Emory is placed in an institution but, by mistake, that copy goes to the publishers and is an outstanding success. The public loves this innovation: advertising telling the truth.
Which is all by way of a segue to the cards of Emily McDowell.
What do you say to someone who has found out that they have been diagnosed with cancer? Or someone who has just lost someone close? Or split up?
Emily was in advertising but opted out for a sea change. Not sure what she wanted to tackle, she accepted advice to do what she loved and began drawing, lettering and writing stories. People asked to buy them and she began a business selling items online, the first a Valentine’s Day card that sold 1,600 copies, to her amazement.
The business grew from there, the theme being truth. Her cards have a simple, sincere honesty that recipients would appreciate and value.
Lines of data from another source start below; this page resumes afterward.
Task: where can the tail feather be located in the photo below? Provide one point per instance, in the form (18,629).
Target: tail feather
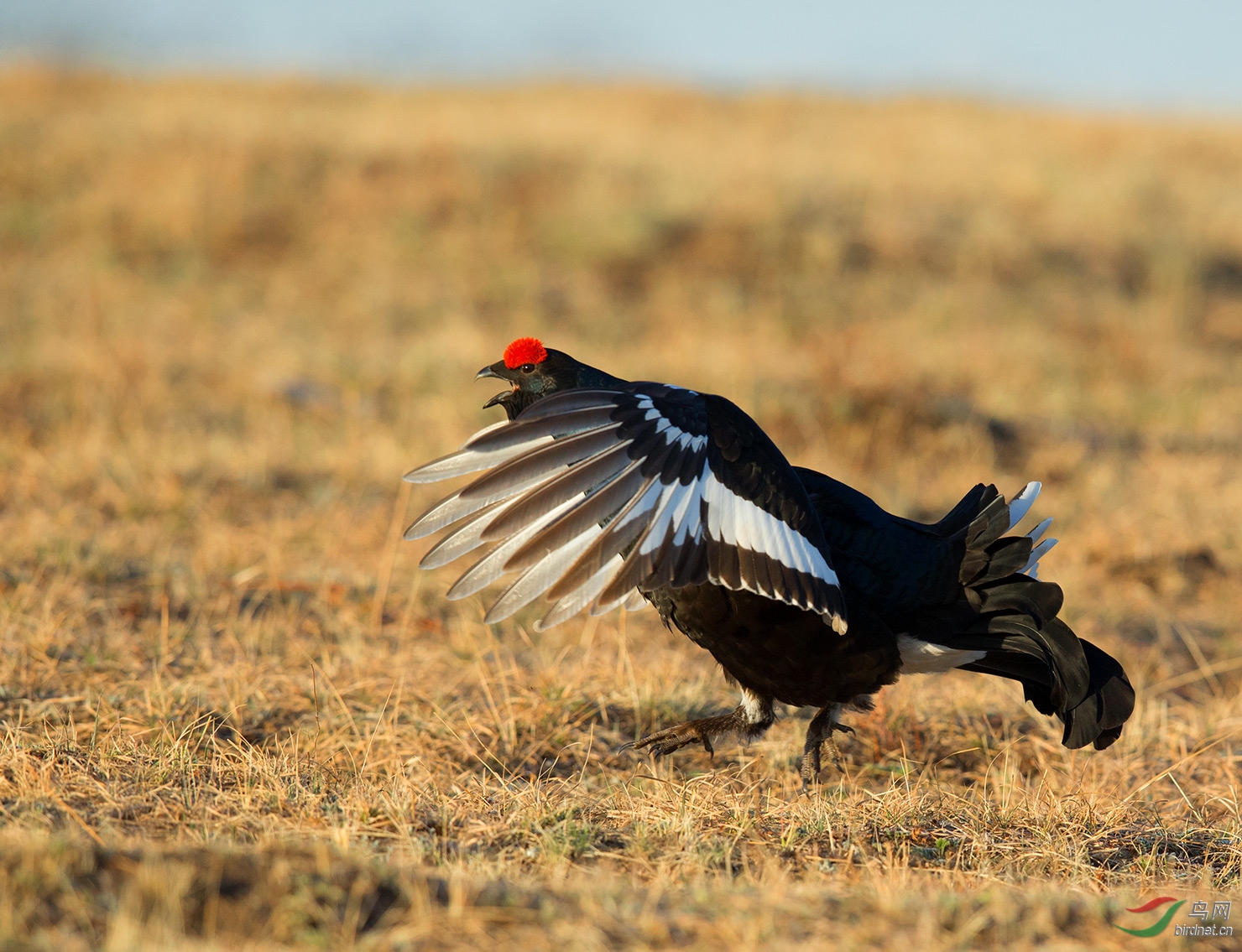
(1006,625)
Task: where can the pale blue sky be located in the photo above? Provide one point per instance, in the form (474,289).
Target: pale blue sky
(1184,55)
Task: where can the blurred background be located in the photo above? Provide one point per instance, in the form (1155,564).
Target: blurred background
(1136,55)
(253,253)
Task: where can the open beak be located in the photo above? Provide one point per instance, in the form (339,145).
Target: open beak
(491,372)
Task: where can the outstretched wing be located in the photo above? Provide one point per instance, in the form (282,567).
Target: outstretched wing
(592,496)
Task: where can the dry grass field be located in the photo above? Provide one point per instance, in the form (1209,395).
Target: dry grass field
(232,315)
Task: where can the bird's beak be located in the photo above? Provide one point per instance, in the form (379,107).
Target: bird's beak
(489,372)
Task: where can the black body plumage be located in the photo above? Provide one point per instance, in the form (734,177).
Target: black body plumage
(600,492)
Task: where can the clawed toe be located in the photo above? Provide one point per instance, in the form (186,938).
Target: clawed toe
(665,742)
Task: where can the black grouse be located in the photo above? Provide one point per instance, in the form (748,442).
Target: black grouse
(600,492)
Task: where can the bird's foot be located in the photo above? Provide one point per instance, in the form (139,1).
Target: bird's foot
(811,762)
(701,731)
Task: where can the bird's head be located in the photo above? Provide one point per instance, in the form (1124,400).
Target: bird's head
(535,372)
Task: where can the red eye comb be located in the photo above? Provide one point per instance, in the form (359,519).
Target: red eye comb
(524,351)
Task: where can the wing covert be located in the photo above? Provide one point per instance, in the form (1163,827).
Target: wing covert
(595,496)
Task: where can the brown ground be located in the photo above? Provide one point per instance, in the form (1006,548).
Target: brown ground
(232,315)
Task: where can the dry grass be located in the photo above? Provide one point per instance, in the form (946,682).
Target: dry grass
(232,315)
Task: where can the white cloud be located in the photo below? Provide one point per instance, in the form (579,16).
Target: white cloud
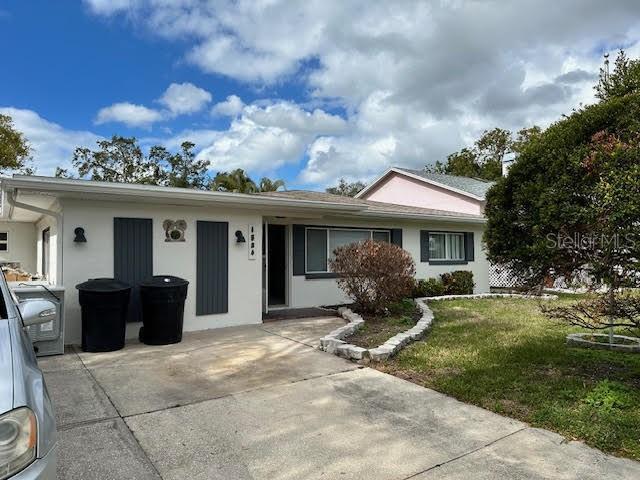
(52,145)
(289,116)
(130,114)
(184,98)
(417,80)
(231,107)
(263,138)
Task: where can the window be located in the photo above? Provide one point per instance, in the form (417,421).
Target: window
(316,250)
(446,246)
(4,241)
(322,242)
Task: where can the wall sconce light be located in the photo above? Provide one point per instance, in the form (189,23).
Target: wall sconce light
(79,238)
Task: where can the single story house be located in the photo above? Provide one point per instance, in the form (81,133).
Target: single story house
(419,188)
(243,254)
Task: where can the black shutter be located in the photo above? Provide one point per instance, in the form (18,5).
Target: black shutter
(298,249)
(133,257)
(424,246)
(212,268)
(468,247)
(396,236)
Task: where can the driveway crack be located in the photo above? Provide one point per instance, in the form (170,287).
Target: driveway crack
(463,455)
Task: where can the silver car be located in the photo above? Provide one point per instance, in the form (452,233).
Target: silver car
(28,447)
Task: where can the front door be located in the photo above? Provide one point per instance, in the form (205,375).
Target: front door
(277,265)
(133,257)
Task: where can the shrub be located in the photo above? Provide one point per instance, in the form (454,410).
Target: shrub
(459,282)
(429,287)
(601,312)
(374,274)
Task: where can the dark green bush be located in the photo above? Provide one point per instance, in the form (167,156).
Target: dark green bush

At age 24 Emily was diagnosed with stage 3 Hodgkin’s lymphoma. That experience is reflected in the empathy cards she designed for people with serious illnesses.
According to Emily:
The irony of it is, when you are sick or when you’ve experienced a loss, it’s the time when you really need people to reach out the most, and it’s the time when people don’t know what to say the most. The most difficult part of my illness wasn’t losing my hair, or being erroneously called “sir” by Starbucks baristas, or sickness from chemo. It was the loneliness and isolation I felt when many of my close friends and family members disappeared because they didn’t know what to say, or said the absolute wrong thing without realising it.
After 9 months of chemo and radiation, Emily went into remission and has been cancer-free for the last 14 years.
Some of Emily's empathy cards:
Some others. . .
And my point in posting these items?
To ask the following:
As well as perhaps giving a card, why not also speak and write honestly, and offer an honest shoulder and hand, to our loved ones and friends who are in need? They won’t be offended and would no doubt value the honesty. I know I would.